Yazar mı, yazan mı olmak kendisine kalmış tabi ki…

Yıllarca ekmek parası kazandığı mesleğini küçümsediğini başkaları üzerinden anlatarak ilk yazısını yazan bir kişi her telden çalmaya kalkışmamalı.

Her derde deva “ASPİRİN HOCA” lakapları böyle durumlar içindir.

Uzmanlık alanı dışında yazar olmak içinse Karaköy’deki Ladin ekmek fırınından çıkan sıcak ekmeklerden 1000 tanesini dilim dilim bitirmek gerekir ki, bu da zamanla mümkün olabilir.

Ancak o zaman geldiğinde, yazanların yazı içerikleri benden cevap bulacaklardır

Bolu Gündem

YORUMLAR

  1. talat gürkan dedi ki:

    al işte yine atmışşş hüseyin efendi birincisi ladin ağacı fırınlarda kuillanılmaz gayet değerli bir ağactırrr öyle her yerdede bol bulamaç bulunmaz fırınlarda genellikle kayın odunu kullanılır çam kullanılmlaz is yapar orman ağaçlarını tanımayan birisi köşe yazarı olursa yazacakları fasa fisudur pek kaale almayın sayın mustfa fürsoy hocam bu arkadaş daha orman ağaçlarını tanımıyor başka yerde fırında ladin ağacı kullanılır derse yandı keten helva

    1. hüseyin kaya dedi ki:

      Talat Gürkan kardeşime!
      Yazı içinde benim bahsettiğimi Bolu!da yaşayanlar bilir.
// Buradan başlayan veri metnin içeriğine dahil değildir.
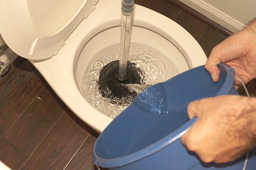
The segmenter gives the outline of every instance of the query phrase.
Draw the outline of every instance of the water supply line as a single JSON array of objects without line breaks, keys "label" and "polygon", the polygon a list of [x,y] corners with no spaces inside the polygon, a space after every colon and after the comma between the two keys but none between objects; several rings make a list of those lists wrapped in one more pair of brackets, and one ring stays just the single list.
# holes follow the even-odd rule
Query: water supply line
[{"label": "water supply line", "polygon": [[126,67],[134,3],[134,0],[122,0],[122,2],[121,33],[118,77],[119,80],[121,81],[125,81],[128,78]]}]

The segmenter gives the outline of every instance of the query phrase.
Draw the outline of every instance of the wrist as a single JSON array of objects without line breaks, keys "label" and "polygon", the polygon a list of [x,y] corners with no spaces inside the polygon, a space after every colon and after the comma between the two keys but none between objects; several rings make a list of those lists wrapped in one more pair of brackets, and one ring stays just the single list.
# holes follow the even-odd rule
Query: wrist
[{"label": "wrist", "polygon": [[256,146],[256,97],[250,97],[248,100],[248,109],[247,112],[248,114],[247,117],[247,129],[245,132],[248,133],[248,135],[251,142],[251,147]]}]

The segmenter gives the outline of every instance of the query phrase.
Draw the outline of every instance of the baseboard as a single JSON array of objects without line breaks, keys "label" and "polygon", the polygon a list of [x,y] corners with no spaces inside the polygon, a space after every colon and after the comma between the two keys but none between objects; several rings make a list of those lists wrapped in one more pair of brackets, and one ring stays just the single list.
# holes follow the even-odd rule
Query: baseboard
[{"label": "baseboard", "polygon": [[236,32],[245,25],[202,0],[179,0],[233,32]]}]

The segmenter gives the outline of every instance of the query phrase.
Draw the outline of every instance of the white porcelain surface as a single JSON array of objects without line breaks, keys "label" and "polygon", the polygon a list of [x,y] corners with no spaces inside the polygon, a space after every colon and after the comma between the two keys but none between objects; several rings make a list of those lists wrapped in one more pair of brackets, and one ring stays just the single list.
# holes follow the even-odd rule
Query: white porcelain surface
[{"label": "white porcelain surface", "polygon": [[[80,92],[77,84],[81,84],[81,78],[79,77],[81,77],[83,72],[80,62],[84,60],[82,62],[85,63],[83,69],[85,69],[86,63],[90,58],[88,57],[87,60],[81,60],[79,56],[84,45],[95,35],[104,30],[111,31],[113,29],[109,28],[120,25],[121,2],[120,0],[100,0],[96,9],[89,17],[80,23],[65,41],[65,45],[56,56],[46,60],[29,60],[70,109],[99,133],[112,119],[96,110]],[[151,41],[148,40],[145,41],[143,37],[146,37],[148,33],[151,35],[149,37],[155,36],[156,40],[162,39],[162,41],[163,40],[163,38],[165,39],[166,44],[169,45],[165,46],[166,45],[158,43],[157,49],[167,53],[169,50],[175,52],[177,55],[173,58],[177,60],[175,62],[177,64],[184,64],[184,66],[178,66],[180,72],[205,63],[206,56],[198,42],[184,29],[170,19],[145,8],[135,5],[133,25],[144,28],[141,29],[147,28],[145,35],[133,35],[133,40],[141,40],[141,43],[155,43],[158,40],[152,39]],[[148,33],[145,33],[147,32]],[[113,37],[115,36],[113,35]],[[115,40],[113,41],[118,41],[118,35],[116,36],[116,38],[113,38]],[[112,43],[108,42],[110,41],[107,41],[107,43]],[[155,44],[156,46],[157,44]],[[106,45],[103,43],[99,44],[100,46]],[[92,47],[92,52],[88,52],[92,53],[90,57],[93,53],[101,49],[97,48]],[[167,49],[164,49],[165,48]],[[78,75],[79,82],[77,84],[76,66],[79,59],[80,61],[77,71],[80,75]]]}]

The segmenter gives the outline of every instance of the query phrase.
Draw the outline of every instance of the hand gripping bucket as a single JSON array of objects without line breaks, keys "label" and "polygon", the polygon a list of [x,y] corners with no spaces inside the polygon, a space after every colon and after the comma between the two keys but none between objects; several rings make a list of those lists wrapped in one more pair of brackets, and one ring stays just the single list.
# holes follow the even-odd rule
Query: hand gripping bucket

Ben ladin ağacından bahsetmiyorum. LADİN LİMİTED ŞİRKET olan ve çok lezzetli Bolu köy ekmeği üreten bir fırından bahsediyorum…Çok tesadüfen 3 yıl sonra gördüğüm yazına cevap vermek istedim. Yazıyı ve içindekileri anlamadan eleştiriye geçmen ve alakasız bir konuyu eleştiri olarak yazış olman komik kaçmış. Selamlar kardeşim.